Merry Christmas to our veterans and heroes in prison! — a banner snakes through Zagreb’s main square. A dozen or so men, war veterans presumably, support the banner. War veterans, volunteers, they’re a new breed, ghosted in from invisible wings to occupy center stage in Croatian life, a breed of man who voluntarily took up arms to fight a “defensive” war. When the war was over, they got themselves organized, started up all kinds of associations seeking recompense — pensions, apartments, jobs — for their voluntary entanglements. The state has paid them the deepest financial and moral respect. For many veterans, the four-year war has become an identity, a biography, a career, a raison d’être. A handful of associations (and the odd individual) spent years pestering the relevant military organs to make the veteran register public, and in December 2012—twenty years after the fact — it finally was. It turned out that the figure of half a million, which had long provoked disbelief, was indeed correct. It also turned out that almost a third of those on the register had faked their service. In recent years the number of veterans on invalid’s pensions has increased by around forty percent. An invalid’s pension is more than a regular veteran’s. And a veteran’s pension is more than a non-veteran’s pension. All told, the average veteran’s pension is twice that of a university professor.

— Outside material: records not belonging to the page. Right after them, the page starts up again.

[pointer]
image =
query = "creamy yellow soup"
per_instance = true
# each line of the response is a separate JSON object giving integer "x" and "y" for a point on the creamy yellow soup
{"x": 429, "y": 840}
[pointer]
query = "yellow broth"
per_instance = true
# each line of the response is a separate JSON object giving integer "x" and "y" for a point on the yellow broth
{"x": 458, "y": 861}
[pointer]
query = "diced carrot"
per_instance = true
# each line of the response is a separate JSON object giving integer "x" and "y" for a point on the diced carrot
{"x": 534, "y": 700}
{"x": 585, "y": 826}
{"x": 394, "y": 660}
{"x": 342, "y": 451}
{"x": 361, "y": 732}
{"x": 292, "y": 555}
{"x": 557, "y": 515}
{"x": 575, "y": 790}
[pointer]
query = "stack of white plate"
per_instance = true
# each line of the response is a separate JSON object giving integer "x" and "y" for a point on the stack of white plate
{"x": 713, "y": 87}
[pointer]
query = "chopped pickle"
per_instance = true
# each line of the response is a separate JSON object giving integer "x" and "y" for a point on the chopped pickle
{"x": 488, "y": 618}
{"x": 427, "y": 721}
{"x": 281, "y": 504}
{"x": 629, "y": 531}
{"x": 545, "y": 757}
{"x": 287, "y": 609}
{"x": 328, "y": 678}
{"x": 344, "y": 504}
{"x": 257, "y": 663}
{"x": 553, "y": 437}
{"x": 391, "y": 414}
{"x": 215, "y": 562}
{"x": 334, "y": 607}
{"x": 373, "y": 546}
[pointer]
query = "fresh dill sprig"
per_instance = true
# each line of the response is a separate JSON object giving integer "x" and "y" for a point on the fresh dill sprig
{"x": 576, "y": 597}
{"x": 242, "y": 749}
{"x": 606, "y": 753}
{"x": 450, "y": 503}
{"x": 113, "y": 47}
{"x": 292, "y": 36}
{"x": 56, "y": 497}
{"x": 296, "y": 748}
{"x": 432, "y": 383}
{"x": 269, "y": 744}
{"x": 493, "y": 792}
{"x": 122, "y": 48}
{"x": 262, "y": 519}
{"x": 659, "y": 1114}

This is another fairytale of success, Croatian-style. Get yourself in among the vets, and you’ve won a place at the very heart of the Croatian state, your mitts on the sword and cross. The slogan— Merry Christmas to our veterans and heroes in prison! — is season’s greetings to all those still in detention in the Hague, those waiting in pre-trial detention in Croatia, maybe even to fraudsters like former Croatian prime minister Ivo Sanader, who, accused of corruption, is out on bail. Those accused of heroic corruption, they were defending the homeland too.